China’s online lenders helped fuel an equity roller coaster that saw the benchmark index rallying more than 150 percent in the 12 months through June 12 before abruptly crashing.
The sites offered 3.1 billion yuan (US$499.2 million) of new loans for stock investment in May, about six times that of January, according to the Yingcan Group (盈燦公司), which tracks the nation’s more than 2,000 peer-to-peer finance platforms.
“This is a move by the government to tighten regulation of the industry, particularly for smaller companies,” Yingcan chief executive officer Xu Hongwei (徐紅偉) said. “We’re waiting to see the details expected later this year, such as the minimum required capital for entry.”
The People’s Bank of China (PBOC) is to supervise online payments while the China Banking Regulatory Commission is to oversee online lending, trust and consumer finance.
The China Securities Regulatory Commission (CSRC) is to handle equity crowd-funding and online fund sales, while insurance is to be looked after by the China Insurance Regulatory Commission.
Peer-to-peer Web sites which match borrowers with lenders, should serve only as intermediaries and are banned from “enhancing borrower credit worthiness” or raising funds illegally, according to the new rules.
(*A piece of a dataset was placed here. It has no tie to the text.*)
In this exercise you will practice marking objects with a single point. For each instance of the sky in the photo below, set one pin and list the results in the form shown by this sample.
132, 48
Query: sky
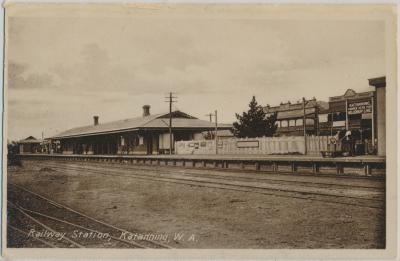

Online crowd-funding must not “mislead or cheat investors.”
The PBOC added that Internet finance activities were bringing new problems and risks as there were “no market entrance thresholds, no game rules and no regulatory oversight.”
It plans to set up an Internet finance association and also support financial institutions starting online businesses including in banking, insurance and securities-related offerings.
The rules were drafted by 10 Chinese regulators and ministries, including the Ministry of Public Security and the Cyberspace Administration of China. It is the first set aimed at taming Internet finance at a time of rising risk.
Yingcan estimates that 1,500 of the platforms might go bankrupt or have difficulty paying dues, up from 275 last year, while Dagong Global Credit Rating Co (大公國際) has put more than 1,300 peer-to-peer companies on a blacklist that flags them as too risky and opaque.
The CSRC last weekend said it would stop online lenders from handing out new loans for share purchases, blaming some “information technology service providers” for illegal practices that it said contributed to the stock plunge.
There are to be additional strings on Internet finance firms, such as a minimum capital base and parking of reserve funds with regulators, Peking University Finance and Industry Development Research Center secretary-general Huang Song (黃嵩) said.
“Putting so many regulators in charge of each section of online finance is an old approach,” Huang said. “The government is trying to use a conventional approach to regulate this most unconventional business. Instead of encouraging the new online firms, they are just pushing existing financial institutions to embrace the Internet.”